# The role of indelcost: OM, LCS and Hamming

By **Brendan Halpin**

How do you parameterise Optimal Matching analysis of lifecourse sequence data? A lot of ink has been spilt on how to build the substitution matrix, defining the differences between the states through which sequences move (the cost of substituting elements), but what about the role of *indelcost*, the cost of inserting or deleting elements? Here is a quick demonstration (using SADI, in Stata) that shows that below a certain threshold OM becomes LCS, the longest-common-subsequence distance measure, that above another threshold (less well-defined) it reverts to Hamming distance, and that in between there is a minimum meaningful *indelcost*. Let’s look at how this works (for equal-length sequences, since Hamming requires this; OM and LCS can also applied to sequences of unequal lengths).

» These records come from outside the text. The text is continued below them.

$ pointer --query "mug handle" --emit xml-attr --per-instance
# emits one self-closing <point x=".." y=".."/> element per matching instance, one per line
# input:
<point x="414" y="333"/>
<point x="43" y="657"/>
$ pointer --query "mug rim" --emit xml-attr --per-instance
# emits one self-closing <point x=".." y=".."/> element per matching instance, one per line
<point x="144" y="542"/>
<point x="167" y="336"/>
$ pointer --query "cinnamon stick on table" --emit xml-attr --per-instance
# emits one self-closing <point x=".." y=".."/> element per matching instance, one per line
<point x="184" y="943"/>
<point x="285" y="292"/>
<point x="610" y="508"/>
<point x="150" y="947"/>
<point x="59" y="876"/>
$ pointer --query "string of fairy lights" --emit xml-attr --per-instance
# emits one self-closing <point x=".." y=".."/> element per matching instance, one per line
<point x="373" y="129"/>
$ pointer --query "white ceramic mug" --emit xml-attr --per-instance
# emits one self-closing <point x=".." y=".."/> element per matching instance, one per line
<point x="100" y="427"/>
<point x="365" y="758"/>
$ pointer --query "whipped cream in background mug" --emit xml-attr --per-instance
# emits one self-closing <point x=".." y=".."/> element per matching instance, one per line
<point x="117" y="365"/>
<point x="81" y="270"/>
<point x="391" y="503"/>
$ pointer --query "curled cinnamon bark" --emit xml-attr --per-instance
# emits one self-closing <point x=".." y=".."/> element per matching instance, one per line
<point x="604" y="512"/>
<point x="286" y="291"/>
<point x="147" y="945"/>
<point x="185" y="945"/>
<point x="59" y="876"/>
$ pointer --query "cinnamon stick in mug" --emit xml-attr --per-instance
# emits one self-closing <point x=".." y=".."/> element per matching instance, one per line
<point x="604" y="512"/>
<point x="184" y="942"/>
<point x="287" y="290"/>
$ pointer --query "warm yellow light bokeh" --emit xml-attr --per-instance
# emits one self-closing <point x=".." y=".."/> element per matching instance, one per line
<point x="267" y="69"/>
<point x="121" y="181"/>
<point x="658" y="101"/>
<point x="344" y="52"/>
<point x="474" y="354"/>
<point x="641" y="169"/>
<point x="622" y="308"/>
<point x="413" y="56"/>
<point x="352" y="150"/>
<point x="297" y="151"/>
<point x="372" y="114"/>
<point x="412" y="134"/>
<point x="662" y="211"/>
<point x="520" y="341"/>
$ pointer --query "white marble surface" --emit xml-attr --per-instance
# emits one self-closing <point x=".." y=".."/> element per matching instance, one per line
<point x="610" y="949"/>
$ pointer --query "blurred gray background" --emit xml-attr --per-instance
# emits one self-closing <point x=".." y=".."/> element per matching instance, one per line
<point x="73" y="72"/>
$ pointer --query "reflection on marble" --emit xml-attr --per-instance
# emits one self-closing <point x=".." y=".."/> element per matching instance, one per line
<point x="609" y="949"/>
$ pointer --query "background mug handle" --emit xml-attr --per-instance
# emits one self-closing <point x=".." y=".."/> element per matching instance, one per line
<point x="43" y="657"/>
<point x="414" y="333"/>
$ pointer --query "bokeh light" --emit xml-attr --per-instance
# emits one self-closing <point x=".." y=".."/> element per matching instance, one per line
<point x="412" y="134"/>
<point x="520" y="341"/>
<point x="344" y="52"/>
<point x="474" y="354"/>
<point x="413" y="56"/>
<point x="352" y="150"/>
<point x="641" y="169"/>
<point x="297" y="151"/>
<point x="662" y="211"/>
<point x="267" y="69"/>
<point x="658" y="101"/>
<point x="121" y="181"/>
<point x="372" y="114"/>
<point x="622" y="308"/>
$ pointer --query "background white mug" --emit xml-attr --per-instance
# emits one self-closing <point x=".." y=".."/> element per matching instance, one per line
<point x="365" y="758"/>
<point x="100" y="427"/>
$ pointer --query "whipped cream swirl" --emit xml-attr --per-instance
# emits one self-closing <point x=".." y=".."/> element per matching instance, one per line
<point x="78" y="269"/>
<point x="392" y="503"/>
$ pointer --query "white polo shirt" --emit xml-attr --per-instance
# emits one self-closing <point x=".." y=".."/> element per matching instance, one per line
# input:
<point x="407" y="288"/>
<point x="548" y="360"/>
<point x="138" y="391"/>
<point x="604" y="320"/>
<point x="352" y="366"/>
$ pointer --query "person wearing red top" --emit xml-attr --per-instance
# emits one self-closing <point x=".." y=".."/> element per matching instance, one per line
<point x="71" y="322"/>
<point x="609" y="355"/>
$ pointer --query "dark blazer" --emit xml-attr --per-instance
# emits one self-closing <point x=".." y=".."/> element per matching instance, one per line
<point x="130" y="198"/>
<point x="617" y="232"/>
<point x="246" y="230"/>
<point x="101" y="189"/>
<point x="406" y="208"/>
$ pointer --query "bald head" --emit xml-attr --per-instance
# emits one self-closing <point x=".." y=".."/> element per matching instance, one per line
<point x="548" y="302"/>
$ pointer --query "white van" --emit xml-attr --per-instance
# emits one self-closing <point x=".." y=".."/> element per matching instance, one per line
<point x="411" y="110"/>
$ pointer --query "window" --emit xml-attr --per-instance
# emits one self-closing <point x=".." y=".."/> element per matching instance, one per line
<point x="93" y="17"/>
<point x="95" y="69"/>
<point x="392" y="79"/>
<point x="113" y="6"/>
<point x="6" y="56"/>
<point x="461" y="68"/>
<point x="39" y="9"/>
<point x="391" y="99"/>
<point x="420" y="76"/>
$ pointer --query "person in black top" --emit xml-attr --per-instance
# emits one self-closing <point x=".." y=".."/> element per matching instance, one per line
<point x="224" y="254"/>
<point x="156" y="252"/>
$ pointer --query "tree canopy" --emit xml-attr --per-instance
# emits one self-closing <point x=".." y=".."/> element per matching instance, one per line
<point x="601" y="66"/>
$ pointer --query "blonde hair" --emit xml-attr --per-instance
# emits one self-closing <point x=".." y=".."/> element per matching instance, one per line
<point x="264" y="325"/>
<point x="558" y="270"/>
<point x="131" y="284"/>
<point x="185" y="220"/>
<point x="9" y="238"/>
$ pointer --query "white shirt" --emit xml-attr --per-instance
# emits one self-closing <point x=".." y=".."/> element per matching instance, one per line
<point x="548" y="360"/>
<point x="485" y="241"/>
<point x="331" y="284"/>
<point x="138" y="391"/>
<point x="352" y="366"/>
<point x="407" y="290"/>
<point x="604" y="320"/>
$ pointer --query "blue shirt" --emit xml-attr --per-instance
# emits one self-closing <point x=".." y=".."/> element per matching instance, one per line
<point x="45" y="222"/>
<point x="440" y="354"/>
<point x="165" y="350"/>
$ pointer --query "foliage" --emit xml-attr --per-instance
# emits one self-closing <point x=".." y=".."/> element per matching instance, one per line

The indel operation is what allows OM to detect similarity displaced in time, and the substitution operation to carry out comparison (displaced or otherwise). The Hamming distance does not use indels, and compares using substitution costs only, strictly without displacement. The LCS measure does not use substitution costs – elements are either the same or different – but does use insertions/deletions.

By inspecting the OM algorithm we can see that if the *indelcost* is less than half the maximum substitution cost, that maximum substitution will never be used, as an insert/delete pair will be cheaper (any substitution costing more than twice the *indelcost* will be ignored). Thus, if we respect the substitution matrix, the minimum *indelcost* is half the maximum substitution. This is a floor where OM has its greatest ability to recognise displaced similarity; higher values will make indels less likely, making displacement more costly.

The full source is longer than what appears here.